Re: [PATCH v2 1/1] sha1_file: Add support for downloading blobs on demand

From: Ben Peart <peartben@gmail.com>
To: Jonathan Tan <jonathantanmy@google.com>
Cc: git@vger.kernel.org, gitster@pobox.com, benpeart@microsoft.com,
	pclouds@gmail.com, christian.couder@gmail.com,
	git@jeffhostetler.com
Subject: Re: [PATCH v2 1/1] sha1_file: Add support for downloading blobs on demand
Date: Mon, 17 Jul 2017 16:09:17 -0400	[thread overview]
Message-ID: <d3f1f884-7b8a-885f-47cb-eca2b8ef0ecf@gmail.com> (raw)
In-Reply-To: <20170717110602.6fac89ea@twelve2.svl.corp.google.com>

On 7/17/2017 2:06 PM, Jonathan Tan wrote:
> About the difference between this patch and my patch set [1], besides
> the fact that this patch does not spawn separate processes for each
> missing object, which does seem like an improvement to me, this patch
> (i) does not use a list of promised objects (but instead communicates
> with the hook for each missing object), and (ii) provides backwards
> compatibility with other Git code (that does not know about promised
> objects) in a different way.
> 
> The costs and benefits of (i) are being discussed here [2]. As for (ii),
> I still think that my approach is better - I have commented more about
> this below.
> 
> Maybe the best approach is a combination of both our approaches.

Yes, in the context of the promised objects model patch series, the 
value of this patch series is primarily as a sample of how to use the 
sub-process mechanism to create a versioned interface for retrieving 
objects.

> 
> [1] https://public-inbox.org/git/34efd9e9936fdab331655f5a33a098a72dc134f4.1499800530.git.jonathantanmy@google.com/
> 
> [2] https://public-inbox.org/git/20170713123951.5cab1adc@twelve2.svl.corp.google.com/
> 
> On Fri, 14 Jul 2017 09:26:51 -0400
> Ben Peart <peartben@gmail.com> wrote:
> 
>> +------------------------
>> +packet: git> command=get
>> +packet: git> sha1=0a214a649e1b3d5011e14a3dc227753f2bd2be05
>> +packet: git> 0000
>> +------------------------
> 
> It would be useful to have this command support more than one SHA-1, so
> that hooks that know how to batch can do so.
> 

I agree.  Since nothing was using that capability yet, I decided to keep 
it simple and not add support for a feature that wasn't being used.
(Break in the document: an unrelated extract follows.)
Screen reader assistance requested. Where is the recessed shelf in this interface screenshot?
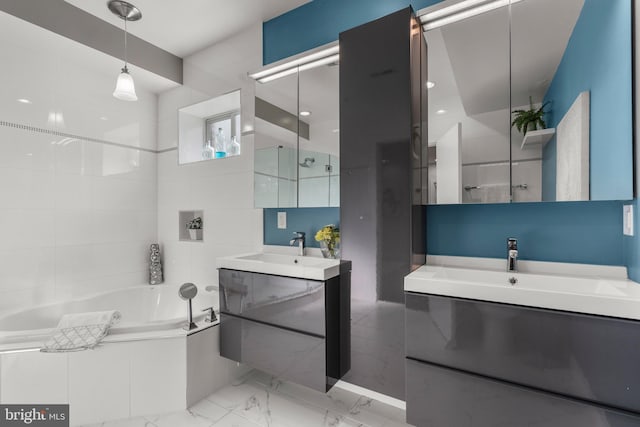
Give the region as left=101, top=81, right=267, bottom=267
left=179, top=210, right=203, bottom=242
left=520, top=128, right=555, bottom=150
The 
reason the interface is versioned is so that if/when something does need 
that capability, it can be added.

>> +static int subprocess_map_initialized;
>> +static struct hashmap subprocess_map;
> 
> The documentation of "tablesize" in "struct hashmap" states that it can
> be used to check if the hashmap is initialized, so
> subprocess_map_initialized is probably unnecessary.
> 

Nice.  That will make things a little simpler.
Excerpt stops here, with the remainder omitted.